Chuck, Berry’s first new album since 1979 was not scheduled to be Berry’s posthumous but his March death at 90 preceded its release date. What a wonderful way for the true architect of rock ‘n’ roll to say goodbye. Both his guitar and stories still ring true and with the opening line on “Wonderful Woman” – “Oh well look-a-here now this just makes my day/ There’s a wonderful woman she just walked by my way” – we are off. Berry’s voice is strong and clear and his lyrics articulate and direct. For over 60 years Berry has only ever delivered clear vocals and a guitar that rings freedom from coast to coast. Oh, and that Gibson guitar…everyone has to learn their “Chuck Berry licks” but when he kicks off “Big Boys” with his signature riff…it is unmistakable.
Chuck was a long time coming, with some songs written in the ’80s. This is not the first time Berry has utilized family members on his records, but after such a long recording hiatus, time allowed for his son, daughter and grandson to join him in the studio. Other guests include Guy Clark Jr. and Tom Morello. It may seem unnecessary for Berry to have another guitarist on a record but the guests seem to work, and if Berry invites you to jam, you jam. Most songs have the traditional I-IV-V chord structure, including “Lady B. Goode,” part two of the song about the poor New Orleans kid mentioned earlier, but “3/4 Time (Enchiladas),” recorded live, is a delightful waltz rhyming “enchilada” and “Eldorado.” “Jamaica Moon” seems to be a sequel to 1956’s “Havana Moon.” The most striking tune is “Dutchman” with overdubbed vocals and an odd chord structure. This story of stranger in a bar, who turns out to be Berry, is a great yarn accompanied by double stopped guitar chords. Not known to do the same in concert, Berry surrounds himself with quality players, most of whom are from the St. Louis bar where he had a standing monthly residency for almost 18 years. They know the material but most importantly they know the man, the player.

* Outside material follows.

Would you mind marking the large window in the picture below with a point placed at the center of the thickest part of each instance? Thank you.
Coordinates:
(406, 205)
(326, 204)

Chuck is a rock ‘n’ roll record. What else could it possibly be? The CD booklet includes an informative essay, handwritten lyrics, personal photos and other ephemera from Berry and his family. Berry was the greatest rock ‘n’ roller of all time. During his 90 years he made some missteps but his final stride is a perfect and a wonderful way for Rock ‘n’ Roll to exit the stage.